The PML-N’s 104-page long manifesto has correctly read what ails the Pakistani economy and society. What it would do if it gained power in Islamabad after the elections on May 11 also makes sense. What the party is less clear about is its plan to find the money to finance the effort it wants to launch. Like Lula’s list, the PML-N’s programme is also ambitious. That said, the most puzzling statement in the document is that in the 21st century, Pakistan will “emerge as one of the top 10 economies of the world”. This would be quite an achievement. At this time, Pakistan, by my reckoning, is the 42nd largest economy in the world, behind Iran, Israel and Egypt. It is promises such as these that reduce the credibility of a manifesto. That apart, the manifesto has many worthwhile suggestions.

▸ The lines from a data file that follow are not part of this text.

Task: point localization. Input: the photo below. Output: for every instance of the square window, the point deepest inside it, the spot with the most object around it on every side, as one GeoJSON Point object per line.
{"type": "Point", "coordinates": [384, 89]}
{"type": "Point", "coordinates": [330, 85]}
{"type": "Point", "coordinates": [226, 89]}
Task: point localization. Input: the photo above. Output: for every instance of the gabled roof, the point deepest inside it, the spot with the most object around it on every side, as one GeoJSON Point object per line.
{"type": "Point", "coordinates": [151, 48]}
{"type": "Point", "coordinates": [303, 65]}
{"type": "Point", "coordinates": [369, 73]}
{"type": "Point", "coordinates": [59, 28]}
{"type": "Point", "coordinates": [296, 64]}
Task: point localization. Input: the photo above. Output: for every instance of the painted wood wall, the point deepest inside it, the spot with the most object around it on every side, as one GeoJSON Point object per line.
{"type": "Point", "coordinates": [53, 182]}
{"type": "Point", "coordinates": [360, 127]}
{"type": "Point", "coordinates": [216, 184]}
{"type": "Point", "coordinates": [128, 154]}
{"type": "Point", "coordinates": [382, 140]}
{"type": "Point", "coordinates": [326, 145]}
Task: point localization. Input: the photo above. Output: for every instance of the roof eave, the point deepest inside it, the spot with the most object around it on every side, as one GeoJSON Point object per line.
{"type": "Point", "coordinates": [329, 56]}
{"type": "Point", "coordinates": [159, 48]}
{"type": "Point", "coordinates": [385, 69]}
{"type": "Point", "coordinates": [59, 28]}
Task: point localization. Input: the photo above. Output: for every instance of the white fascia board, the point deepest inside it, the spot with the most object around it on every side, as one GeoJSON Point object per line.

The PML-N has a correct diagnosis of the problems the country faces — high and unsustainable fiscal and balance of payments deficits; high and rapidly increasing burdens of domestic and external debts, which have resulted in large debt servicing; poorly performing public sector enterprises; no controls on non-development public sector expenditure; declining government outlays in such critical areas as education, health and skill development; very serious energy shortages; and very little investment in improving the economy’s technological base. Among the promises it has made are major improvements in all these areas.
The manifesto is strong on the need for improving the physical and human resource base of the country. It promises that the state will work closely with the private sector to build roads, bridges, ports and (presumably) improve the railway system. It also promises to increase the amount of electric power that is generated, especially by using the country’s enormous coal reserves — Thar coal, we are told, has 175 billion tonnes of reserves, enough to generate 100,000 MW of power for a hundred years. Exploiting this, along with renewable sources of energy will help to close the inequality of access that currently exists. The manifesto indicates that power shortage is causing a loss of $5 billion a year to the economy and a loss of a million jobs. This has also reduced export earnings by $2.5 billion. As much as 40 per cent of the population does not have access to electricity. Recognising that the provinces under the Eighteenth Amendment now have a lot of authority in economic matters, the party makes two interesting proposals. It will set up a wholesale market for energy, presumably one in which the energy-surplus provinces could sell to those who are in deficit. It also tackles the shortage of public funds for the building of needed infrastructure by allowing cities to raise capital from the market. Credit-worthy cities could sell infrastructure bonds to raise the amount needed for specific projects.
This brings me back to the conversation I had with soon-to-be-elected President Lula. The job of financing the programme he was promising to deliver to his people would be worked out by the economists on his team. The PML-N manifesto team had plenty of experienced people who helped draft the programme. Two former finance ministers and one former planning minister were called upon to develop the proposals in the manifesto. It would have helped if the entire programme had been costed out and the way for finding the needed resources more clearly spelt out.
The promise to increase the tax-to-GDP ratio by more than one percentage point a year and reach 15 per cent by 2018 and to increase the Public Sector Development Programme so that more gets invested in education and health will need more money coming into the state’s coffers. But how will that happen? The party promises full documentation of all transactions that take place. It should have promised that in achieving this objective, it will not succumb to the political pressure of small shop-keepers who are part of its constituency. It has promised not to raise the incidence of taxation but not to spare any sector from being taxed. Does this mean that incomes from agriculture will pay the same amount as tax as the incomes from other parts of the economy? It would have helped if such a promise had been made explicitly in the manifesto. What about a value-added tax? The manifesto promises that a uniform sales tax will be levied. Is that a veiled reference to a value-added tax? To rephrase an old dictum: the intentions are good but the proof will be in their implementation.
Published in The Express Tribune, April 15th, 2013.